In Alzheimer’s disease (AD), structural brain abnormalities, notably in the hippocampus and cortex, are early signs of neurodegeneration. In the hypothetical data, AD patients (AD001 and AD002) have reduced hippocampus volume, thinner cortical thickness, and lower white matter and cortical volumes, all of which are classic markers of brain atrophy in AD. These findings are consistent with the clinical signs of memory loss and cognitive decline associated with Alzheimer’s Disease. The Mild Cognitive Impairment (MCI) patient (MCI001) had intermediate levels in these parameters, indicating possible early-stage neurodegeneration that could progress to full-fledged AD. On the other hand, the Cognitively Normal (CN) individuals (CN001 and CN002) have the largest volumes and cortical thickness, indicating healthy, non-degenerative brain structures. These neuroimaging characteristics are significant for differentiating between healthy aging, MCI, and AD, serving as key biomarkers in the disease progression (Table 1 and figure 2).
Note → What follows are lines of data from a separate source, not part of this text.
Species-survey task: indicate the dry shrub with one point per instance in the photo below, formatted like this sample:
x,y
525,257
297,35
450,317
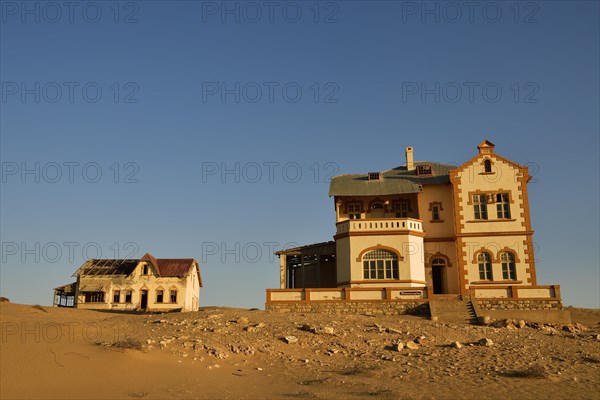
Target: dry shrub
x,y
127,344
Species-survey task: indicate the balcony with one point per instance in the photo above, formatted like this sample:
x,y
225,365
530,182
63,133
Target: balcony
x,y
380,225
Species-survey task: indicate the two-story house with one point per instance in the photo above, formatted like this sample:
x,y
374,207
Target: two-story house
x,y
423,227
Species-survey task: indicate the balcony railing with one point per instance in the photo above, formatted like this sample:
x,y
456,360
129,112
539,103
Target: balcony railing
x,y
380,225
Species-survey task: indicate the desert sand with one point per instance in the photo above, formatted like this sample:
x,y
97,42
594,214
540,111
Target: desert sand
x,y
225,353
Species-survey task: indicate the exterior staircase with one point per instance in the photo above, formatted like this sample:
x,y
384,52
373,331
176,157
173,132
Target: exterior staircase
x,y
452,309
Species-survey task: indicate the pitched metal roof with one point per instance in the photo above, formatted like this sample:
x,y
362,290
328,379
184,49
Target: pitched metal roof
x,y
315,248
107,267
394,181
164,267
174,267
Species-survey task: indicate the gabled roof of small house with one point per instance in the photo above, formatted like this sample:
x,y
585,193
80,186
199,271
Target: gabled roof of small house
x,y
394,181
107,267
162,267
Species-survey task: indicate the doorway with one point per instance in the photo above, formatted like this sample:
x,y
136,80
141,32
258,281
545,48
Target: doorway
x,y
437,275
144,303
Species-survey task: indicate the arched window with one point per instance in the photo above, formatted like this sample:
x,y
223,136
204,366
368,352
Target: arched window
x,y
380,264
484,260
509,269
438,262
487,166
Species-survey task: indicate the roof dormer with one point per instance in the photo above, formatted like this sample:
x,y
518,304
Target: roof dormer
x,y
486,147
374,176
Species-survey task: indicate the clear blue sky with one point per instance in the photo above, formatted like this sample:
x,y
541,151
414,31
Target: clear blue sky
x,y
168,121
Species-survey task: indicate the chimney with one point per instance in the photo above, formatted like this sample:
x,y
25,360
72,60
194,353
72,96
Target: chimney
x,y
410,165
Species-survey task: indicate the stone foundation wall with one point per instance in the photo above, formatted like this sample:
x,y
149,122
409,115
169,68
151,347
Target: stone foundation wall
x,y
517,304
353,307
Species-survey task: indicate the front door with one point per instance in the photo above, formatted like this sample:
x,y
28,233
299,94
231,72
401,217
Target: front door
x,y
144,303
437,275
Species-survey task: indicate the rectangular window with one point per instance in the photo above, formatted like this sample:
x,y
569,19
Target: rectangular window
x,y
401,209
435,213
354,210
94,297
480,206
485,271
380,269
509,271
503,206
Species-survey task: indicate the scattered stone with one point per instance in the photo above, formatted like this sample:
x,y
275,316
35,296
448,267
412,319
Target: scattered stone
x,y
421,340
290,339
411,345
318,329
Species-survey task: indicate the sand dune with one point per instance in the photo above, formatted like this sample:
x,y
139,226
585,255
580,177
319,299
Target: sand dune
x,y
234,353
Figure 2. A grouped bar chart displaying the brain MRI results for each patient. Comparison of critical parameters such as hippocampal volume and cortical thickness between groups- Alzheimer’s Disease (AD), Mild Cognitive Impairment (MCI), and Cognitively Normal (CN) persons.

CSF Biomarker Levels

Table 2. CSF and Blood Biomarkers (ELISA)
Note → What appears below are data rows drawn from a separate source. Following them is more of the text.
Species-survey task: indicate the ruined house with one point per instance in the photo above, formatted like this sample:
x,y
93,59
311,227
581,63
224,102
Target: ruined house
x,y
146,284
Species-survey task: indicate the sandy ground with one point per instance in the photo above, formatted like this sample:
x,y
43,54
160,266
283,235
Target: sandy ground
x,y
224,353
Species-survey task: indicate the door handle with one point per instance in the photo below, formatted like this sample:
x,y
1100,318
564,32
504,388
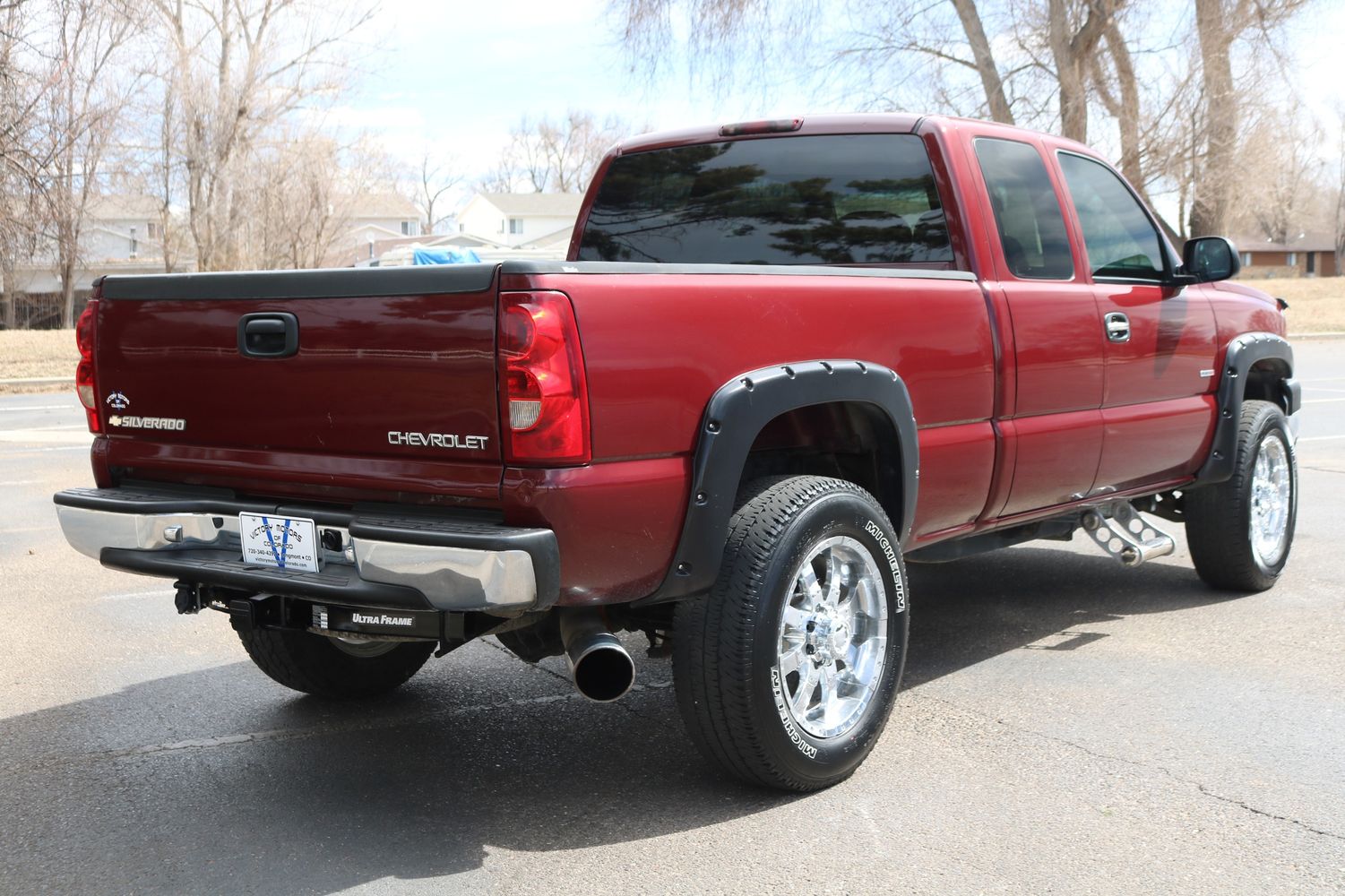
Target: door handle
x,y
268,335
1117,326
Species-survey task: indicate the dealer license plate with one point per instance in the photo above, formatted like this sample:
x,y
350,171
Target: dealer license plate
x,y
282,542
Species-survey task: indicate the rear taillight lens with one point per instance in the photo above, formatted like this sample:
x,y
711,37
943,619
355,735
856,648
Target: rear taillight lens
x,y
85,383
544,396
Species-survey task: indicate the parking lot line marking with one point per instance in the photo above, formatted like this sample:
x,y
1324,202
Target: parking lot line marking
x,y
132,595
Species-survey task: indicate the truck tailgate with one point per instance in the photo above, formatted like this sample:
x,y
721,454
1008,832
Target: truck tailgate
x,y
393,365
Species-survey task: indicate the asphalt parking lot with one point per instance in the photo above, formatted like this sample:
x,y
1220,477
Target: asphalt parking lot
x,y
1065,726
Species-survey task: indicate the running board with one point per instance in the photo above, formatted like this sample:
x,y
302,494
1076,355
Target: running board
x,y
1118,529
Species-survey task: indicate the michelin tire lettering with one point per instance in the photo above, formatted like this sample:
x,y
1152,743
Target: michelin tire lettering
x,y
891,555
783,711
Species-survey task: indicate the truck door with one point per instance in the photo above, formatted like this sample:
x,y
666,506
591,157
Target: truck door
x,y
1055,424
1160,340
Subject ID	Amyloid-β42 (pg/mL)	Total Tau (pg/mL)	Phospho-Tau (pg/mL)
AD001	320	650	95
AD002	310	670	100
MCI001	420	490	70
CN001	520	280	40
CN002	500	300	45

Cerebrospinal fluid (CSF) and blood biomarkers provide important information about the molecular pathogenesis of Alzheimer’s disease. The hypothetical data shows that AD patients had low Amyloid-β42 levels (<350 pg/mL) and high tau protein levels (>650 pg/mL). These indicators are compatible with AD’s typical plaque and tangle buildup. The MCI patient (MCI001) has intermediate values for these biomarkers, indicating an early stage of amyloid plaque formation and tau tangles. Cognitively normal individuals have higher Aβ42 levels and lower tau concentrations, indicating no substantial amyloid or tau disease. Biomarkers can be used to diagnose and track disease development, with low Aβ42 and high tau levels indicating Alzheimer’s pathology (Table 2 and figure 3).

Figure 3. The bar graph shows the levels of CSF biomarkers (Amyloid-β42, Total Tau, and Phospho-Tau) in distinct subject categories (AD, MCI, and CN). It visually contrasts biomarker concentrations throughout disease phases, which helps to identify diagnostic trends.
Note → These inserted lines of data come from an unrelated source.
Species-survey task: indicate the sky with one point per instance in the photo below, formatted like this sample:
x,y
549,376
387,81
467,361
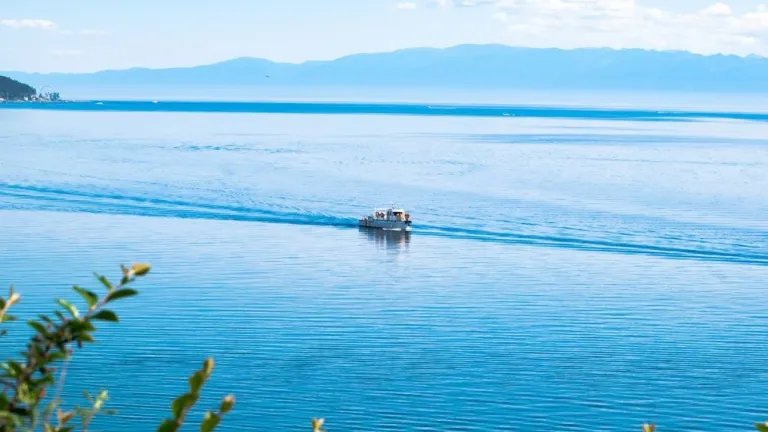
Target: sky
x,y
91,35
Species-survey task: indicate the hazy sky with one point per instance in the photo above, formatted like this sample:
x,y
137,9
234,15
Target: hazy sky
x,y
87,35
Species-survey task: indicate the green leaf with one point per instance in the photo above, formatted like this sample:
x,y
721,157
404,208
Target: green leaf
x,y
104,281
105,315
227,403
182,403
38,327
196,381
210,421
121,293
167,426
90,297
71,309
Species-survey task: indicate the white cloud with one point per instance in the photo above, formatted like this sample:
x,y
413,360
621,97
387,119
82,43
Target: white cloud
x,y
627,24
67,52
93,32
717,9
28,24
84,32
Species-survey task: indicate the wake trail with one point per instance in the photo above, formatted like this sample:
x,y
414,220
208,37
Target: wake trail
x,y
45,198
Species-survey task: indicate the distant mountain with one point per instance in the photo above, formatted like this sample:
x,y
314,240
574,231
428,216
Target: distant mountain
x,y
463,66
13,90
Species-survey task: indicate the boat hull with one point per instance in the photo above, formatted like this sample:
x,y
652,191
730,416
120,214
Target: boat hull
x,y
385,224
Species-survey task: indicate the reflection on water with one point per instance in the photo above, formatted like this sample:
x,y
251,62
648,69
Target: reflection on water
x,y
392,240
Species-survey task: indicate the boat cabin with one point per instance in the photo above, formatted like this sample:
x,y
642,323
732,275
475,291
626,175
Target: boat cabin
x,y
390,214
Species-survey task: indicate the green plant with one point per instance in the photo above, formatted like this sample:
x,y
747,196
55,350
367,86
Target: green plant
x,y
25,383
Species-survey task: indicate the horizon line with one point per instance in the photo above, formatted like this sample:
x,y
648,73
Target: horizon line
x,y
605,48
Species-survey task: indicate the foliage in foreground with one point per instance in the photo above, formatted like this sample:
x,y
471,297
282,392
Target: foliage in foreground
x,y
25,383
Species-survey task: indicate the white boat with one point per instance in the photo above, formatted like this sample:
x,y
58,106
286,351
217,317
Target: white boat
x,y
390,219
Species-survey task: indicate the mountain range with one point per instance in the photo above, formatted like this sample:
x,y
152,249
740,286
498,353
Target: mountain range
x,y
462,66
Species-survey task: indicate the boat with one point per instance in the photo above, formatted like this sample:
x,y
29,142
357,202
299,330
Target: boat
x,y
389,219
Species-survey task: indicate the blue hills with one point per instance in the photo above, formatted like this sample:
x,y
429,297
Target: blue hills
x,y
462,66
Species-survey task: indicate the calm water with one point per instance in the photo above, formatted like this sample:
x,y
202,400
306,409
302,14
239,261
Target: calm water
x,y
566,272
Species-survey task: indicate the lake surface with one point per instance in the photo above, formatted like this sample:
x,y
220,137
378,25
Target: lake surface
x,y
566,272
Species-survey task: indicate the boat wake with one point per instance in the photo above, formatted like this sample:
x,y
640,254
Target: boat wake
x,y
47,198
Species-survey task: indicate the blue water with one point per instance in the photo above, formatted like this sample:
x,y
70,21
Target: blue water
x,y
570,269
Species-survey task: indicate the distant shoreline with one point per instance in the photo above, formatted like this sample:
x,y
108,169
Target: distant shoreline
x,y
400,109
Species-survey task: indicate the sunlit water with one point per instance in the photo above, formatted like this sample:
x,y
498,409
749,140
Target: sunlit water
x,y
565,272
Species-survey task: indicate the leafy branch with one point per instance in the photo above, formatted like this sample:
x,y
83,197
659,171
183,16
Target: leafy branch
x,y
25,383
Cognitive Assessment Scores

Table 3. Clinical Scores (Cognitive Assessment)

Subject ID	MMSE (0–30)	ADAS-Cog (↑ = worse)	CDR (0–3)
AD001	18	32.5	1.0
AD002	20	30.0	1.0
MCI001	25	18.0	0.5
CN001	29	6.5	0.0
CN002	28	8.0	0.0

Cognitive assessment scores such as the MMSE, ADAS-Cog, and CDR provide useful information on the severity of cognitive loss in Alzheimer’s disease. The AD patients’ MMSE scores (18-20) show severe cognitive impairment, matching the normal memory and language difficulties reported in AD. Similarly, ADAS-Cog scores (30-32.5) are high in AD patients, confirming the severity of cognitive losses, notably in memory and learning. The CDR score for AD patients is 1.0, indicating advanced dementia, whereas the CDR for MCI patients is 0.5, showing mild cognitive impairment, a stage in between normal aging and AD. The CN participants have MMSE scores near normal (27-30), ADAS-Cog scores significantly lower (12-14), and a CDR score of 0.0, indicating no cognitive impairment. These clinical scores are aligned with the neuroimaging and biomarker findings and provide an overall measure of cognitive functioning, crucial for assessing disease stage (Table 3 and figure 4).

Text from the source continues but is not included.